The Federal Communications Commission (FCC) announced a proposed fine against Q Link Wireless and Hello Mobile Telecom for apparent failures in safeguarding subscribers’ personal data.
The FCC has proposed a hefty fine of $20 million for violations of FCC rules that require carriers to authenticate customers’ identity before granting online access to Customer Proprietary Network Information (CPNI).
Both Q Link Wireless and Hello Mobile Telecom, which are affiliated mobile carriers, apparently relied on practices that exposed customer information to the risk of unauthorized access and disclosure, as revealed in the Enforcement Bureau’s investigation.
FCC Chairwoman Jessica Rosenworcel emphasized the significance of the action, stating that protecting the privacy and security of consumer information is a top priority for the Commission. She highlighted the establishment of the Privacy and Data Protection Task Force, which brings together technical and legal experts to coordinate efforts in enforcing privacy protections effectively.
The investigation found apparent violations of three provisions of section 64.2010 of the Commission’s rules. The companies reportedly used easily accessible biographical and account information to control online access to CPNI, violating CPNI rules and jeopardizing customers’ sensitive personal data. Additionally, the companies allegedly failed to implement reasonable data security standards, exposing customers to increased risks of privacy violations and potential misuse of their sensitive information by malicious actors.
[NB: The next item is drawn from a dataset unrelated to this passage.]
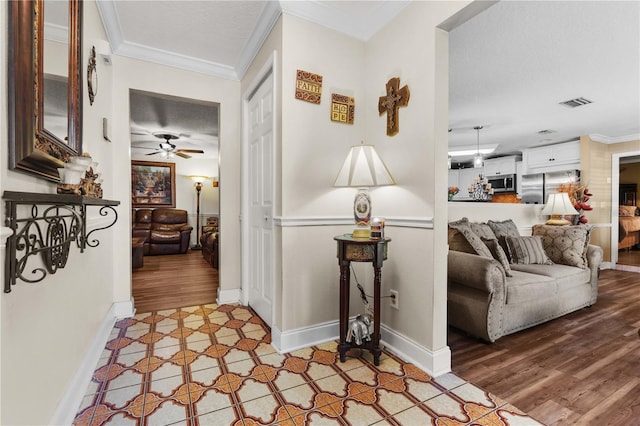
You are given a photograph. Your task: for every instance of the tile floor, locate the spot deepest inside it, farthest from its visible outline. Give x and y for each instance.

Loyaan A. Egal, FCC Enforcement Chief and Head of the Privacy and Data Protection Task Force, emphasized that telecommunications companies are high-value targets for cybercriminals and foreign adversaries due to the vast amount of information they possess and the services they provide. He stated that protecting customer data should be the top priority for all telecommunications service providers, and the FCC will use its authorities to ensure compliance with data protection obligations.
The proposed action, known as a Notice of Apparent Liability for Forfeiture (NAL), includes allegations that outline the apparent violations and propose a monetary penalty. The Commission cannot impose a greater monetary penalty than the amount proposed in the NAL.
The process allows the party involved to respond to the allegations and provide evidence and legal arguments before the Commission takes further action to resolve the matter. The allegations and proposed sanctions in the NAL are not final Commission actions and are subject to the party’s response and further consideration.